Although the yellow smiley face ( 😀 ) has had a decades long presence in popular culture, instant communication technologies have precipitated a explosion in the use of multiple pictorial symbols, collectively called emoticons or emojis. Some decry use of emojis as a perceived regression to hieroglyph, signifying burgeoning illiteracy. Others applaud the utility of the often playful symbols as shorthand expressions of feelings as well as words.
All would be well (even if controversial) but for the tendency of the human animal toward misunderstanding in any form of communication. This presents courts with novel opportunities to consider the admissibility and meaning of the discourse of emoticons.
While the utility of a symbol is grounded in its ability to prompt instant recognition, symbols themselves are not entirely uniform and may differ in appearance depending on the platform employing the emoticon’s underlying code. Cosmetic differences are but one facet of the introduction of symbolic speech in the judicial lexicon. Emoticons, like words, have secondary meanings and nuance. Given that multiple meanings may attach to a single, superficially innocuous icon, cavalier use may be incautious.
Law Professor Eric Goldman of Santa Clara Law School, proprietor of the Technology & Marketing Law Blog, has tracked the presence of emoticons in judicial records, observing remarkable growth.
A recent overview of case law from the beginning of 2019 to the present provides some indication that the courts are not shrinking from the task of recognizing and interpreting emoji. While in one case a criminal court obtained the testimony of detectives expert in pandering, pimping, and prostitution to interpret emojis said to represent an invitation to participation in those activities, most of the cases mention emojis as if they were commonplace, or omit them and note that omission as with any other editorial intervention.
While this may be some indication of a willing judicial adoption of this emerging form of communication, in light of ongoing and often charged controversies over the use and meaning of language, it is unlikely that issues attending the emergence and widespread use of emoticons have as yet been explored in full.
What follows gathers from online resources, scholarship, journalism and case law to illustrate the emerging discourse concerning emoticons. A bit of leaven is included at the end.
Emojopedia A dictionary of emoticons with articles about the development, usage and meaning of emoticons, called emojiology (after etymology), and current news.

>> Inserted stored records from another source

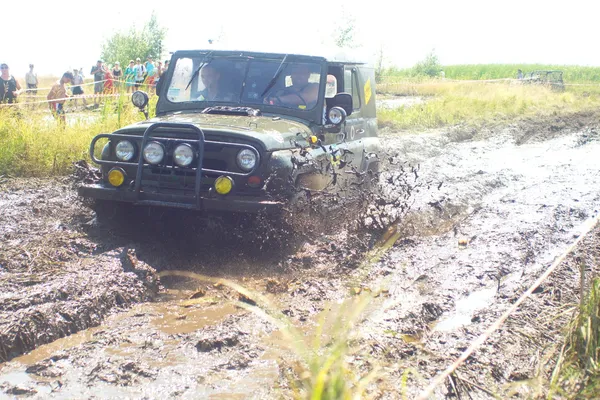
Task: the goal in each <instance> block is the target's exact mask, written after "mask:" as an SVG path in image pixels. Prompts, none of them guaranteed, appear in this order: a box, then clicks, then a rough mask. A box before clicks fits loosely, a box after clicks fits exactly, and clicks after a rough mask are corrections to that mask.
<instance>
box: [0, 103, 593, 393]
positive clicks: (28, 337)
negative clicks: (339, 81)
mask: <svg viewBox="0 0 600 400" xmlns="http://www.w3.org/2000/svg"><path fill="white" fill-rule="evenodd" d="M597 121H598V118H597V115H585V114H584V115H574V116H572V117H570V118H560V119H558V118H557V119H554V120H532V121H524V122H521V123H519V124H515V125H514V126H508V127H500V128H498V129H493V130H490V129H488V130H482V131H472V130H467V129H461V128H456V129H451V130H447V131H439V132H431V133H420V134H415V135H410V134H404V135H400V136H398V135H385V133H384V135H383V140H384V141H385V144H386V147H387V148H389V149H390V154H388V155H387V163H388V164H387V165H386V169H385V173H384V175H383V176H382V189H383V190H382V193H383V194H382V196H383V198H384V199H383V200H384V201H383V200H382V199H379V200H382V201H379V202H377V201H374V202H373V204H372V207H371V209H370V212H369V215H368V216H367V217H366V218H364V219H362V222H365V223H366V225H367V229H366V230H365V229H364V228H363V229H360V230H358V231H348V230H347V229H339V230H337V231H336V230H331V231H329V232H330V234H328V235H321V236H319V237H312V238H311V237H310V236H309V237H308V238H307V237H305V236H298V237H296V239H295V240H294V242H293V243H289V242H287V243H284V244H285V245H281V242H280V241H279V240H277V239H278V238H273V235H274V234H277V235H279V237H283V238H286V233H287V232H285V231H284V232H276V231H275V230H272V229H268V228H260V229H251V228H250V227H246V226H240V221H238V220H232V219H227V218H226V220H225V221H221V222H219V223H217V224H216V225H215V226H212V225H210V226H209V227H207V228H202V227H204V226H206V222H205V221H203V220H200V219H199V218H197V217H196V216H195V215H190V214H189V213H186V212H167V211H156V210H155V211H152V214H149V213H148V210H144V211H140V210H137V211H135V210H134V211H132V212H131V214H130V215H128V216H127V218H125V219H124V220H122V221H121V222H120V223H117V222H113V223H110V224H107V223H101V222H99V221H97V220H96V219H95V218H94V213H93V212H92V211H91V210H90V209H89V208H88V207H87V206H86V205H85V204H81V203H80V202H79V201H78V199H77V198H76V195H75V192H74V190H73V185H74V183H73V180H72V179H70V178H64V179H59V180H12V179H11V180H6V181H4V182H2V184H1V186H0V209H1V210H2V212H1V213H0V238H1V241H0V293H1V294H0V299H1V302H0V360H3V361H7V362H5V363H4V364H0V368H1V369H0V388H1V390H2V391H3V393H4V394H5V395H8V396H23V397H33V398H35V397H36V396H37V397H39V398H52V397H56V398H89V397H94V396H96V398H117V397H127V396H129V397H132V398H144V396H147V397H146V398H210V397H211V396H214V398H217V397H219V398H273V397H278V396H280V395H281V393H282V392H280V390H283V389H278V385H279V383H280V382H282V380H281V376H283V374H284V372H285V371H286V370H287V369H288V368H289V367H290V366H291V365H292V361H291V359H290V358H289V353H287V352H286V351H285V350H284V349H283V343H282V341H281V338H280V335H279V334H278V332H277V330H276V329H275V328H276V327H275V326H274V325H273V324H272V323H269V322H268V321H265V320H264V319H262V318H260V317H259V316H257V315H256V314H254V313H252V312H249V311H246V310H244V309H242V308H239V307H236V306H235V305H234V303H233V301H236V300H238V299H240V295H239V294H238V293H237V292H236V291H234V290H232V289H230V288H228V287H226V286H222V285H218V284H214V282H212V281H197V280H194V279H189V278H185V279H184V278H178V277H164V278H162V279H161V280H160V283H159V281H158V279H157V277H156V275H155V273H154V272H155V271H166V270H186V271H193V272H196V273H198V274H202V275H204V276H209V277H211V278H215V279H216V278H226V279H230V280H233V281H235V282H237V283H239V284H241V285H243V286H244V287H247V288H250V289H252V290H256V291H258V292H261V293H263V294H265V295H266V296H268V298H269V299H271V301H272V302H273V303H274V305H275V306H276V307H277V308H278V309H279V310H281V311H283V313H284V314H285V315H286V316H288V317H289V318H290V319H291V320H292V321H294V322H295V323H296V324H297V325H298V326H301V327H302V330H303V331H306V332H307V333H308V332H311V331H312V327H313V323H314V322H315V321H316V320H317V318H318V315H319V313H320V312H322V311H325V312H327V310H329V309H330V308H332V307H333V308H334V309H335V308H336V307H340V305H339V303H340V302H341V301H342V300H344V299H347V298H348V297H351V296H352V294H353V293H356V292H358V291H359V289H360V291H361V292H362V293H373V291H376V290H377V289H378V288H383V291H382V292H381V295H379V296H377V297H376V298H375V299H374V300H373V303H372V305H371V306H370V307H369V312H368V313H367V317H366V319H365V320H364V321H363V323H362V324H360V326H359V329H357V331H356V332H357V333H359V334H361V335H363V336H362V338H363V339H362V340H361V346H362V350H364V353H363V354H362V355H361V357H355V358H354V360H353V362H354V364H353V365H354V367H355V368H356V370H361V369H365V370H366V369H368V368H367V367H368V365H369V363H370V362H373V361H374V360H375V362H379V363H386V364H389V365H390V369H389V370H386V371H387V372H386V374H387V375H385V379H384V381H382V382H380V383H379V384H378V385H375V386H374V387H373V388H371V389H372V393H373V394H376V395H377V393H378V394H379V395H380V397H381V398H401V397H402V393H401V390H400V388H401V387H402V385H401V384H400V381H401V376H402V374H403V373H404V372H406V371H407V370H411V371H415V372H416V373H418V375H417V376H415V377H412V378H411V379H410V380H409V387H410V390H408V397H409V398H410V397H412V396H414V395H416V394H417V393H418V390H419V389H422V388H423V387H425V385H426V383H427V382H428V381H429V379H431V378H432V377H433V376H434V375H435V374H436V373H437V372H438V371H440V370H441V369H443V368H445V367H446V366H447V365H448V364H449V363H450V362H452V361H453V360H454V358H456V357H457V356H458V355H459V354H460V352H461V351H462V350H464V348H466V347H467V346H468V345H469V343H470V341H472V340H473V339H474V338H475V337H476V336H477V335H478V334H479V333H481V332H482V331H483V330H485V329H486V328H487V326H489V324H490V323H492V321H493V320H494V319H495V318H497V317H498V316H499V315H500V314H501V313H502V312H503V310H505V309H506V308H507V307H508V306H509V305H510V304H511V302H513V301H514V300H515V299H516V298H517V297H518V296H519V295H520V294H521V293H522V292H523V291H524V290H525V289H526V288H527V287H528V285H530V284H531V283H532V282H533V281H534V280H535V278H536V277H537V276H538V275H539V274H540V273H541V271H542V270H543V269H544V268H545V267H547V266H548V265H549V264H550V263H551V262H552V260H553V259H554V258H555V257H556V256H557V255H558V254H559V253H560V252H561V250H563V249H564V248H565V247H566V246H567V245H568V244H569V243H571V242H572V241H573V240H574V237H575V236H576V235H577V234H578V229H579V227H580V226H581V225H582V224H583V223H584V221H586V220H587V219H588V218H591V217H593V216H594V215H595V214H597V212H598V209H599V207H600V174H599V173H598V171H599V170H600V160H599V159H598V158H597V154H598V153H599V151H600V132H599V131H598V129H600V127H599V125H600V124H599V123H598V122H597ZM401 171H402V172H401ZM407 183H408V184H411V185H414V186H417V187H415V188H414V189H413V190H412V191H410V196H408V195H407V192H406V190H404V188H405V186H404V185H405V184H407ZM391 199H398V201H396V202H393V201H391ZM407 205H410V209H409V210H407V209H406V206H407ZM405 211H409V213H408V214H407V215H404V214H403V213H404V212H405ZM398 217H401V219H400V222H399V223H398V224H397V225H395V228H396V230H397V232H399V233H400V234H401V237H400V239H399V240H398V241H397V242H396V244H395V245H394V247H393V248H391V249H390V250H389V251H388V252H387V253H386V254H385V255H384V256H383V258H382V259H380V260H377V261H375V262H366V261H365V260H364V257H365V255H367V254H368V251H369V249H370V248H371V246H372V245H373V242H374V240H375V239H378V238H379V235H380V234H381V232H382V228H383V227H388V226H389V224H390V223H391V222H392V221H394V220H396V218H398ZM266 226H267V227H268V224H266ZM249 233H251V234H252V235H255V236H256V238H255V239H251V238H249V237H248V234H249ZM459 240H461V241H462V242H463V243H466V245H463V246H459V245H458V242H459ZM599 243H600V237H599V236H598V232H597V231H594V232H593V233H592V234H590V235H589V237H588V238H587V239H586V245H585V246H584V247H583V248H582V250H581V251H580V253H578V254H577V255H576V256H577V257H579V258H578V259H575V258H571V259H569V262H567V263H565V265H564V266H563V267H561V268H560V270H559V271H557V273H556V274H555V275H553V277H552V279H551V280H550V281H548V282H547V283H546V284H545V285H543V286H542V287H541V288H540V289H539V291H537V292H536V297H535V298H533V299H531V300H530V301H529V302H528V303H527V304H526V305H525V306H524V307H523V308H522V309H520V310H519V312H518V315H516V316H515V318H513V319H511V320H509V321H508V323H507V324H506V325H505V326H504V327H503V328H502V330H501V331H500V332H498V333H497V334H496V335H495V336H493V337H492V338H491V340H490V341H488V342H486V344H485V346H484V347H483V348H482V349H481V350H480V351H478V352H476V353H475V354H474V356H473V357H472V358H470V359H469V360H468V362H467V364H466V366H463V367H461V368H460V369H459V373H460V374H459V376H460V377H462V380H460V379H458V378H455V381H454V384H455V386H452V385H451V384H450V383H449V384H448V385H447V386H442V387H440V388H439V391H438V392H437V394H436V398H443V397H444V396H446V395H451V393H452V392H453V391H454V390H456V389H458V390H459V391H461V392H462V393H463V394H464V393H465V391H467V390H468V391H469V392H470V395H471V396H472V397H473V398H491V397H490V395H489V394H486V393H485V391H483V390H481V389H480V388H479V389H478V388H477V387H475V386H480V387H483V388H484V389H486V390H490V391H492V392H495V393H504V394H506V393H507V390H510V389H511V388H512V387H506V386H504V385H505V384H507V383H511V382H513V383H514V382H516V381H523V380H527V379H529V380H531V379H534V378H536V376H545V374H547V373H548V370H549V368H551V367H552V365H551V363H547V362H546V361H545V360H544V356H545V355H548V354H551V350H552V349H551V347H548V346H549V345H552V344H556V343H554V342H555V341H556V340H557V338H558V337H559V333H560V332H559V329H560V325H561V323H564V321H565V318H566V317H568V316H563V317H562V318H559V319H555V320H552V322H549V321H550V320H551V318H550V317H551V316H553V313H555V312H556V309H557V307H559V306H561V305H565V304H569V303H570V302H573V301H576V296H577V287H578V283H579V275H578V274H579V270H578V265H579V264H580V263H581V262H583V263H584V264H585V265H586V266H587V267H588V268H590V269H591V268H596V267H597V266H598V263H597V259H596V257H597V255H598V254H600V249H599V247H598V246H599ZM161 284H162V285H163V286H164V288H163V287H161ZM165 288H166V289H165ZM353 298H354V299H356V298H358V296H354V297H353ZM148 300H155V301H151V302H148ZM352 301H354V300H352V297H351V300H350V302H352ZM88 327H91V329H85V328H88ZM78 331H79V333H75V332H78ZM72 333H75V334H72ZM68 334H72V335H70V336H67V337H65V338H63V339H59V340H56V339H58V338H60V337H63V336H65V335H68ZM44 343H49V344H46V345H44ZM34 348H36V350H34V351H32V352H31V353H29V354H24V353H27V352H29V351H30V350H32V349H34ZM21 354H24V355H21ZM283 382H285V381H283ZM466 382H470V383H471V384H475V386H474V385H469V384H468V383H466ZM284 388H285V384H284ZM283 393H284V394H285V393H287V392H286V391H285V390H284V391H283ZM524 396H525V397H527V395H524Z"/></svg>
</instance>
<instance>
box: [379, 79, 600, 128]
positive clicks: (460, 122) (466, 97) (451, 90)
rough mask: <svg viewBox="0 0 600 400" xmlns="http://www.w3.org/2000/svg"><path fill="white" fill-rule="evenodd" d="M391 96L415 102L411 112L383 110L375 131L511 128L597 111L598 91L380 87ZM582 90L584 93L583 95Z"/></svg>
mask: <svg viewBox="0 0 600 400" xmlns="http://www.w3.org/2000/svg"><path fill="white" fill-rule="evenodd" d="M379 87H380V91H381V93H382V94H384V95H390V96H419V97H422V98H423V100H424V102H423V103H422V104H417V105H415V106H400V107H395V108H382V109H380V110H379V111H378V119H379V126H380V127H387V128H391V129H394V130H419V129H430V128H440V127H444V126H449V125H457V124H466V125H471V126H474V127H480V126H482V125H486V124H496V123H503V122H511V121H514V120H515V119H519V118H523V117H534V116H538V117H545V116H553V115H554V116H555V115H561V114H570V113H574V112H580V111H587V110H593V109H597V108H598V106H599V105H600V86H595V87H594V86H590V87H580V86H575V87H566V88H565V90H564V91H555V90H553V89H551V88H550V87H546V86H542V85H523V84H520V83H514V82H510V83H458V82H442V81H440V80H429V81H424V82H419V83H415V82H402V83H400V82H398V83H386V82H385V81H384V82H383V83H380V84H379ZM586 89H587V90H586Z"/></svg>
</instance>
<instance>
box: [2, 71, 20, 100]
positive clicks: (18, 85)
mask: <svg viewBox="0 0 600 400" xmlns="http://www.w3.org/2000/svg"><path fill="white" fill-rule="evenodd" d="M21 90H22V89H21V85H20V84H19V81H17V80H16V79H15V77H14V76H12V75H11V74H10V72H9V68H8V65H6V64H5V63H2V64H0V104H6V103H8V104H13V103H16V102H17V96H18V95H19V94H20V93H21Z"/></svg>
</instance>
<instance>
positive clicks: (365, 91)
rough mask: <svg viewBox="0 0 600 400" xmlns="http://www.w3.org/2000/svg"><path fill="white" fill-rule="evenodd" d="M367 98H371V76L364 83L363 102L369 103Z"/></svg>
mask: <svg viewBox="0 0 600 400" xmlns="http://www.w3.org/2000/svg"><path fill="white" fill-rule="evenodd" d="M369 100H371V78H369V79H367V82H366V83H365V104H369Z"/></svg>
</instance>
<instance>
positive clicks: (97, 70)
mask: <svg viewBox="0 0 600 400" xmlns="http://www.w3.org/2000/svg"><path fill="white" fill-rule="evenodd" d="M90 74H92V75H94V95H95V97H94V105H95V106H97V105H98V103H99V102H100V97H99V95H100V94H102V92H103V91H104V85H103V82H102V81H103V80H104V76H105V75H106V67H105V66H104V63H103V61H102V60H98V61H97V62H96V65H94V66H93V67H92V70H91V71H90Z"/></svg>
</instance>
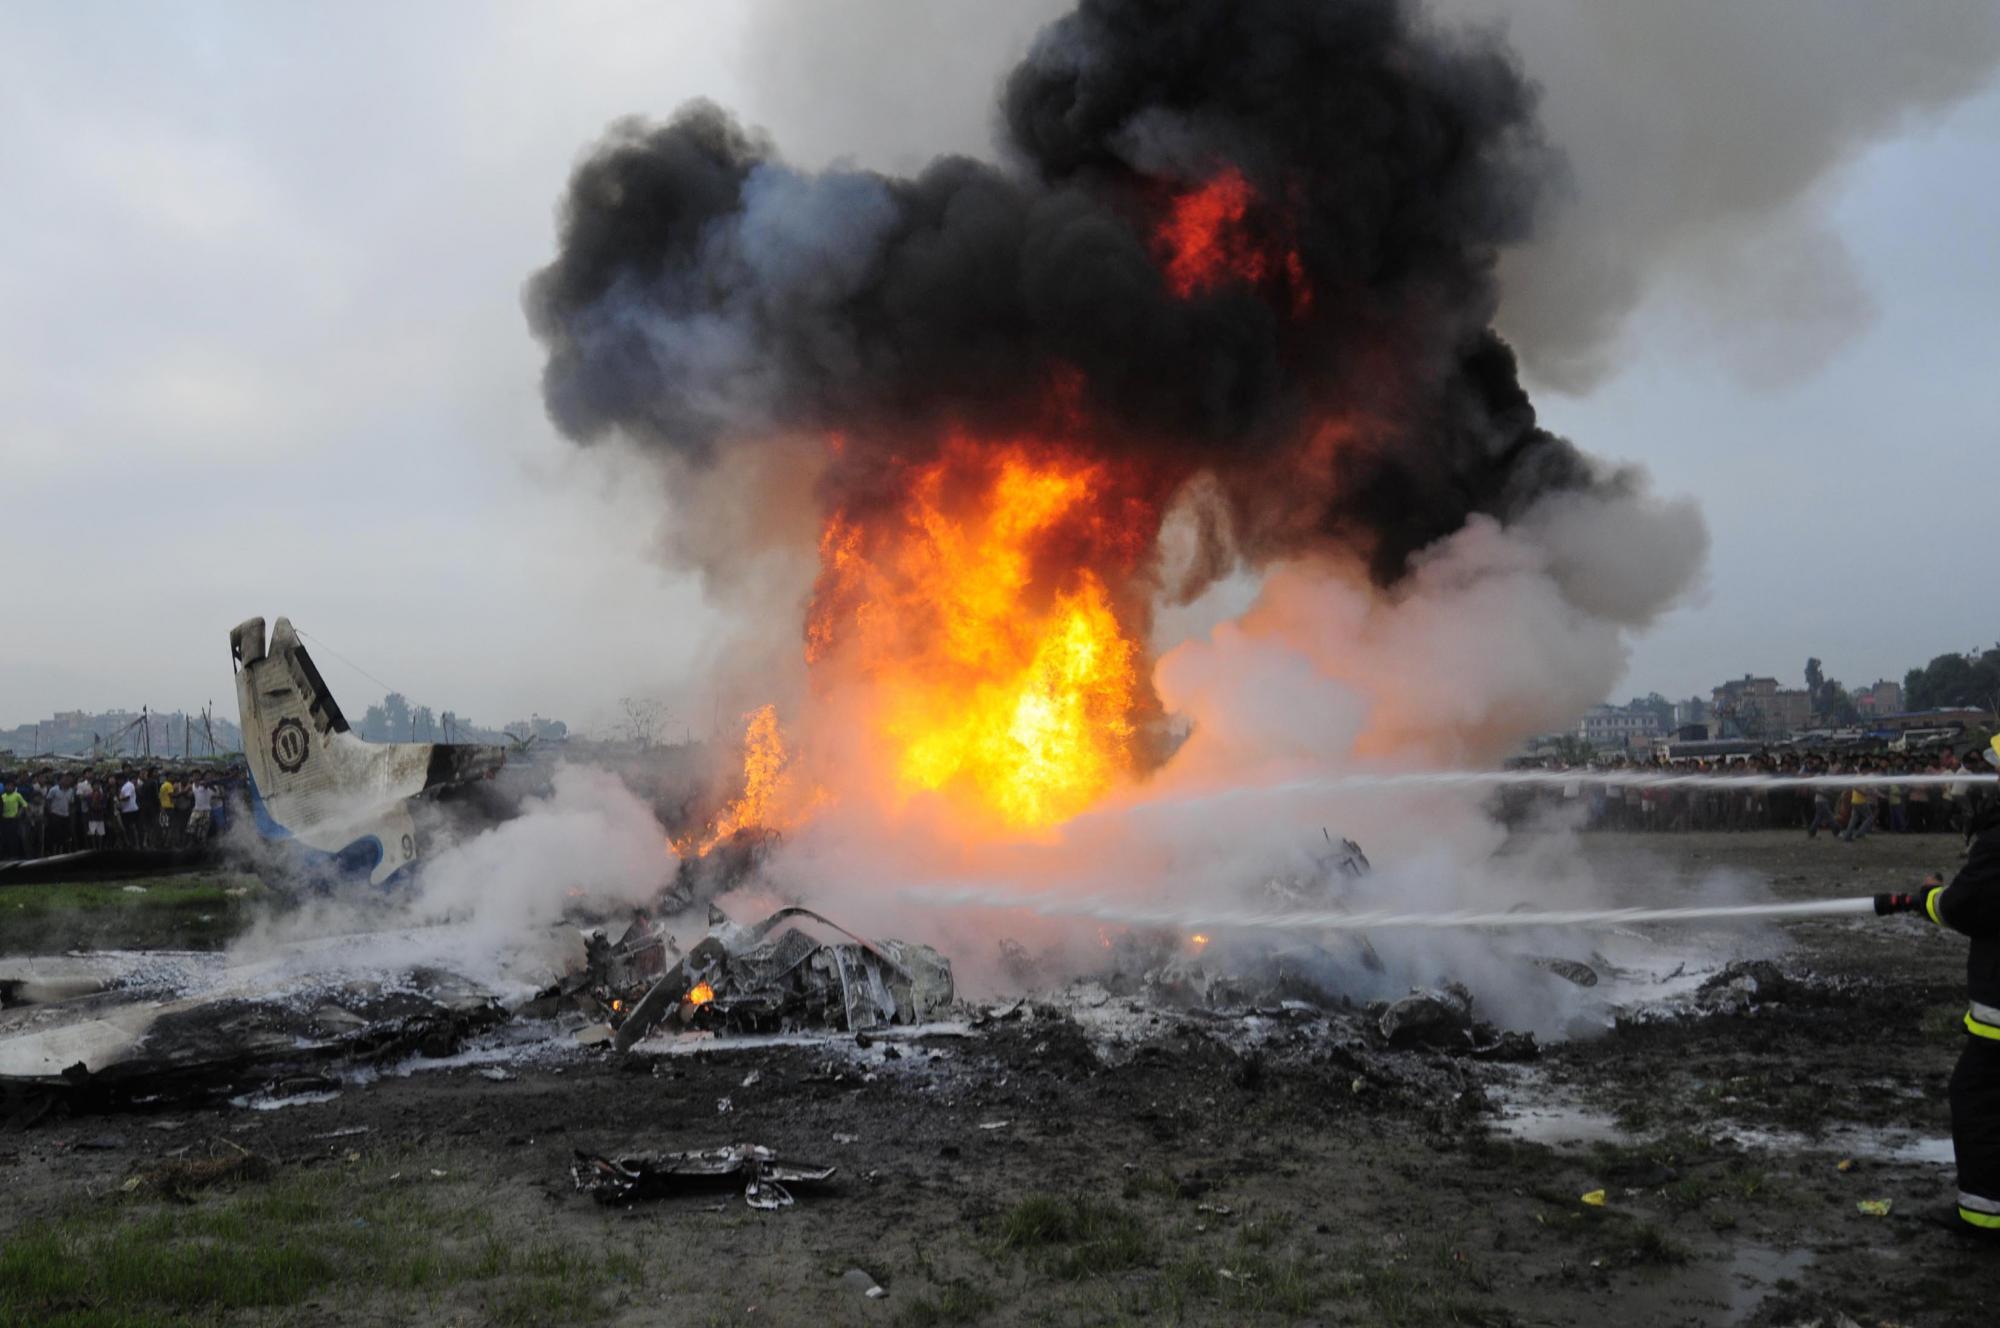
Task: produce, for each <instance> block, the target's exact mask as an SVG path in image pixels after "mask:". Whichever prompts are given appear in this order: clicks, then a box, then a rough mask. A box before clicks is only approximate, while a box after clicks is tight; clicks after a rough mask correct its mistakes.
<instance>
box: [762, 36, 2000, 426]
mask: <svg viewBox="0 0 2000 1328" xmlns="http://www.w3.org/2000/svg"><path fill="white" fill-rule="evenodd" d="M1066 8H1068V4H1066V0H1010V2H1008V4H988V2H982V0H852V2H848V4H838V6H832V4H820V6H798V4H790V2H786V0H750V36H748V42H746V52H748V56H746V62H744V74H746V76H748V78H750V80H752V84H754V86H756V104H758V108H760V112H762V118H764V120H766V122H770V124H776V126H782V128H784V140H786V144H788V150H790V152H792V154H794V158H796V160H800V162H806V164H814V166H818V164H826V162H832V160H836V158H852V160H856V162H860V164H866V166H878V168H898V170H904V168H908V166H912V164H916V162H922V160H926V158H930V156H936V154H946V152H968V154H990V152H992V144H994V138H996V128H998V126H996V120H994V116H992V110H990V98H992V90H994V88H996V86H998V82H1000V78H1002V74H1004V70H1006V68H1010V66H1012V64H1014V62H1016V60H1018V56H1020V54H1022V52H1024V50H1026V46H1028V42H1030V38H1032V34H1034V32H1036V30H1038V28H1040V26H1042V24H1046V22H1050V20H1052V18H1056V16H1058V14H1060V12H1062V10H1066ZM1430 10H1432V12H1434V14H1436V16H1440V18H1444V20H1460V22H1462V20H1472V22H1480V24H1490V26H1496V28H1500V30H1502V32H1504V36H1506V40H1508V44H1510V46H1512V48H1514V50H1516V52H1518V54H1520V60H1522V66H1524V68H1526V72H1528V76H1530V78H1532V80H1534V82H1536V86H1538V88H1540V90H1542V122H1544V126H1546V130H1548V138H1550V142H1552V144H1556V146H1558V148H1560V152H1562V156H1564V160H1566V170H1564V172H1562V176H1560V178H1558V180H1556V182H1554V186H1552V188H1550V190H1548V192H1546V194H1544V200H1542V206H1540V214H1538V224H1536V234H1534V236H1532V238H1530V240H1526V242H1524V244H1518V246H1514V248H1512V250H1508V254H1506V256H1504V258H1502V268H1500V276H1502V306H1500V316H1498V320H1500V328H1502V330H1504V332H1506V334H1508V338H1510V340H1512V342H1514V346H1516V350H1518V352H1520V354H1522V360H1524V368H1526V372H1528V374H1530V378H1534V380H1536V382H1542V384H1546V386H1552V388H1560V390H1572V392H1580V390H1588V388H1590V386H1592V384H1594V382H1598V380H1600V378H1602V376H1604V374H1606V372H1610V370H1614V368H1616V366H1618V364H1620V362H1622V352H1624V340H1622V332H1624V328H1626V324H1628V320H1630V318H1632V314H1634V312H1636V310H1638V306H1640V304H1644V302H1646V300H1660V302H1662V304H1670V306H1674V308H1678V310H1682V312H1684V316H1686V320H1688V322H1690V324H1692V326H1694V328H1698V332H1700V336H1702V338H1704V340H1706V342H1708V344H1712V346H1714V350H1716V360H1718V362H1720V364H1724V366H1728V368H1730V370H1732V372H1738V374H1742V376H1744V378H1748V380H1752V382H1782V380H1788V378H1796V376H1800V374H1806V372H1810V370H1812V368H1816V366H1818V364H1822V362H1824V360H1826V358H1828V356H1830V354H1834V352H1836V350H1838V348H1840V346H1844V344H1846V342H1848V340H1850V338H1852V336H1854V334H1858V332H1860V330H1864V328H1866V326H1868V322H1870V320H1872V316H1874V298H1872V294H1870V292H1868V288H1866V286H1864V282H1862V278H1860V274H1858V272H1856V270H1854V262H1852V256H1850V254H1848V252H1846V248H1844V244H1842V242H1840V236H1838V234H1836V232H1834V230H1832V226H1830V224H1828V218H1826V204H1828V196H1830V194H1832V192H1834V188H1836V186H1838V178H1840V172H1842V170H1844V168H1848V166H1850V164H1852V162H1854V160H1856V158H1860V156H1862V154H1864V152H1866V150H1868V148H1872V146H1876V144H1880V142H1886V140H1892V138H1896V136H1900V134H1906V132H1912V130H1914V128H1920V126H1922V124H1924V122H1926V120H1932V118H1936V116H1940V114H1944V112H1948V110H1950V108H1952V106H1956V104H1958V102H1962V100H1964V98H1968V96H1972V94H1976V92H1978V90H1982V88H1984V86H1988V84H1990V82H1992V76H1994V66H1996V62H2000V6H1996V4H1994V2H1992V0H1940V2H1936V4H1918V6H1886V4H1866V2H1860V4H1856V2H1826V0H1762V2H1760V4H1742V6H1736V4H1662V2H1660V0H1542V2H1538V4H1508V2H1504V0H1434V4H1432V6H1430Z"/></svg>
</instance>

Netlingo A dictionary of internet terms and symbols, including news and usage data. Some entries merit the acronym NSFW (not safe for work).
The Smiley Company History and development of an array of smileys, from a global licensing company.
The Smiley Dictionary An apparent user created contribution to the resources of Computer Science House, a special interest group of Rochester Institute of Technology.
Wikipedia: List of Emoticons Provides an overview of types of emoticons and the underlying coding languages in use in producing them.
Recent Case Law
Blount v. State, NO. 14-17-00988-CR (Tex. App.). April 22, 2019. Text emojis noted in brackets without description, in the same fashion as deleted expletives.
Cannon v. Southern University Board of Supervisors, No. 17-527 – SDD – RLB (M.D. La. April 12, 2019) Use of emoji in response to request for admissions as well as threatening language part of evidence indicating sanctions appropriate.
DeLucia v. Castillo, CASE NO. 3:19-CV-7 (CDL) (D. Ga.) April 23, 2019. Emojis included in evidence of communications with child in abduction case.
Commonwealth of Pennsylvania v. Hackenberger, J-S72014-18 No. 120 MDA 2018 (Superior Court) April 16, 2019. Unpublished opinion. Text messages using emoticons relevant in child sexual exploitation case.
Commonwealth v. Hunt, 18-P-106 (Mass. App.) February 22, 2019. (Unprecedential.) Discussion of evidence suggesting witness bias in domestic assault case includes texts, including emojis.
Doe v. University of Kentucky, 5:17-cv-00345-JMH (E.D. Ky.) January 18, 2019. Post-encounter text, including emoji, part of evidence in case alleging university negligence in investigation and presentation of Title IX complaint.
Gonzalez v. State, 3-CRNo. 08-14-0029 (Tex. App. 2019). April 9, 2019. Court omits emojis and editorial remarks concerning language where the parties have placed no emphasis on the emojis.
People v. Jamerson A153218 (Cal. App. 2019). February 6, 2019. (Unpublished.) Detectives offer expert testimony concerning the meaning of crown and other emojis in pimping and pandering case.
State v. Bey, 2019 Ohio 423 (2019) Gun emojis posted on Facebook page part of evidence in criminal trial.
State v. Polchert, Appeal No. 2018AP849-CR (Wis. App., 2019) March 26, 2019. Emoji showing ‘broken heart’ included in evidence of online exchanges in case charging use of computer to commit sex crime.
State v. Berrios, AC 40043 (Conn. App. 2019). February 5, 2019. Emojis noted as redacted in transcript of text exchange in witness intimidation case.
State v. Foster, No. E2018-01205-CCA-R3-CD (Tenn. Crim. App.) April 10, 2019. Emojis noted in transcripts of exchanges in case of aggravated rape of a minor.
State v. Potter, No. E2015-02261-CCA-R3-CD (Tenn. Crim. App. 2019) February 5, 2019. Smiling emoji noted and redacted in transcript of email exchange in first degree murder case.